While many European cities, such as Copenhagen, Amsterdam, and Paris are drastically reducing car traffic in their city centers in favor of cycle paths, Berlin is lagging behind, according to many critics.

At Potsdamer Platz, cyclists are not impressed with the city’s infrastructure.

“There have been a lot of plans, but not much actual building. I think the discussion is happening, but much more needs to be done,” says Elena Witte.

“It is difficult (to cycle). But it is better compared to ten years ago. I come from Freiburg, in South Germany, and there it’s a biking paradise. In comparison to there, it is very hard here. But it is getting better,” says Eva Albers.

But there are other opinions, of course, on the streets of Berlin. Motorists often criticize cycling infrastructure for eating up cars’ public space.

“Of course, each city needs bike paths. But you can’t steal the space from the cars and give it straight to the cyclists,” says Sergei, a car driver.

Some areas that had been dedicated as car-free, such as a section of the Friedrichstrasse street, have seen cars return. Other bike path projects were put on hold, or delayed, pending a review.

But the Christian Democratic party, who made a proposal to change the mobility law in the city, says that they are simply correcting the previous government’s unfair focus on bikes and negative view of other types of transport.

“We think that the safety of all types of transport is important for all,” says Johannes Kraft, mobility spokesperson for the Christian Democrats in Berlin.

“That includes pedestrians, which means mass transit like the underground and local rail and buses. But that also includes the car.”

The German capital is not likely to become car-free anytime soon. If anything, it’s becoming more car-friendly.

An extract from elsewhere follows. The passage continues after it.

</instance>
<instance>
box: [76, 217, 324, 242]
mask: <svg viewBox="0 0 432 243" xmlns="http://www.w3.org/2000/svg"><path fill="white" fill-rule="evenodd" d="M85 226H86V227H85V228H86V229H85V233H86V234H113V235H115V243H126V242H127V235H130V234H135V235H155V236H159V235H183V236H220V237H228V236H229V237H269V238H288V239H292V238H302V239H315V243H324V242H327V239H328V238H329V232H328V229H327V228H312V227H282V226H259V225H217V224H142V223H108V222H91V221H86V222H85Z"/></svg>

This article was provided by The Associated Press.

Viewpoint Discussion

Enjoy a discussion with your tutor.

Discussion A

  • Many cities in Europe are taking steps to remove cars from their city centers. In your opinion, should your government also consider doing this? Why or why not? Discuss.
  • In your opinion, is being a car-friendly city a negative thing? Why or why not? Would you prefer your city to be car-free or car-friendly? Why? Discuss.

Discussion B

  • Do cities in your country provide a favorable environment for daily cycling as transportation? What improvements do you think your city needs to be more bicycle-friendly (ex. secure bike parking, better cycling infrastructure)? Discuss.
  • Johannes Kraft says that all types of transportation are important. Do you agree with this? Do you think that there are types of transportation that should be prioritized? Why or why not? Discuss.